# Lackadaisy Anyone?



## QueenSekhmet (May 7, 2022)

SO! how many lackadaisy fans are out there? in case you don't know,"Lackadaisy is a webcomic created by American artist Tracy J. Butler. Set in a Prohibition-era 1927 St. Louis with a population of anthropomorphic cats, the plot chronicles the fortunes of the Lackadaisy speakeasy after its founder is murdered." basically it's the 1920's but with CATS! it's a got a mix of comedy and drama in it and is just overall pretty neat. so any fans and if so,who's your fave cat? my homegirl is serafine the voodoo queen.






__





						Lackadaisy
					






					www.lackadaisycats.com


----------



## Baron Tredegar (May 7, 2022)

I got the physical book and its signed as well! I just love everything with the 1920s.


----------



## QueenSekhmet (May 7, 2022)

Baron Tredegar said:


> I got the physical book and its signed as well!
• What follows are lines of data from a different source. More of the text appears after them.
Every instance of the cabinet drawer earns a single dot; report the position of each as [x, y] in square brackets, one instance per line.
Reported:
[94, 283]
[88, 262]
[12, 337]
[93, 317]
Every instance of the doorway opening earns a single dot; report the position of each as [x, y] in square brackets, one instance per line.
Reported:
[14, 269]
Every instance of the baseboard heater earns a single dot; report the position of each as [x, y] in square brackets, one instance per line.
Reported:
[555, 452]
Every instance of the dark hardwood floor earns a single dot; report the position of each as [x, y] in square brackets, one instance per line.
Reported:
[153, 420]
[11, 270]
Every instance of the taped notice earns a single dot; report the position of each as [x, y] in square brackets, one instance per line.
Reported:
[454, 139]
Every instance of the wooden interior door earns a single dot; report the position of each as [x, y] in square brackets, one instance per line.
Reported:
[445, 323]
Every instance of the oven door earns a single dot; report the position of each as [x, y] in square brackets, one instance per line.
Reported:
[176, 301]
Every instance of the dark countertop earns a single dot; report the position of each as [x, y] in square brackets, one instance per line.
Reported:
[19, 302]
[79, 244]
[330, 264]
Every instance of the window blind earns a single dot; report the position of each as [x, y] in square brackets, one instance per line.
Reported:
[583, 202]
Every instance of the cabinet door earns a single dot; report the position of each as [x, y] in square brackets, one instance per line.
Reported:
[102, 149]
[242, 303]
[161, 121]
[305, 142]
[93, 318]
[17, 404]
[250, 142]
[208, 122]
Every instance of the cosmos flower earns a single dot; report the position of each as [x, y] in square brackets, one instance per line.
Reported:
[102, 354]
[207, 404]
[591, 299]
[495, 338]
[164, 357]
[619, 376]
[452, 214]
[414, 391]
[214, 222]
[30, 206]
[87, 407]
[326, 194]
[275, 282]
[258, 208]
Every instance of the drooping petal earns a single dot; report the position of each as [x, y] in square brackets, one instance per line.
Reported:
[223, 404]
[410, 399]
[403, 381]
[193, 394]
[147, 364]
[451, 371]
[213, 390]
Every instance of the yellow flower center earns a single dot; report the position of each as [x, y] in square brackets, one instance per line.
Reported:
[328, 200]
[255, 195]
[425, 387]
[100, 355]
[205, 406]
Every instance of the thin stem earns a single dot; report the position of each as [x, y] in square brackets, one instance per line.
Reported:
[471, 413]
I just love everything with the 1920's.


neat.XD you hear about the animated thing they are working on?


----------



## Baron Tredegar (May 7, 2022)

QueenSekhmet said:


> neat.XD you hear about the animated thing they are working on?


Yes, I am eagerly looking forward to it.


----------



## QueenSekhmet (May 7, 2022)

Baron Tredegar said:


> Yes, I am eagerly looking forward to it.


as am i.XD


----------



## Miles Marsalis (May 7, 2022)

I never heard of it before now, but I'll bookmark it.


----------



## QueenSekhmet (May 7, 2022)

Miles Marsalis said:


> I never heard of it before now, but I'll bookmark it.


it's pretty neat. they also have a youtube channel if you start getting super into it.


----------



## QueenSekhmet (May 10, 2022)

WOO!


----------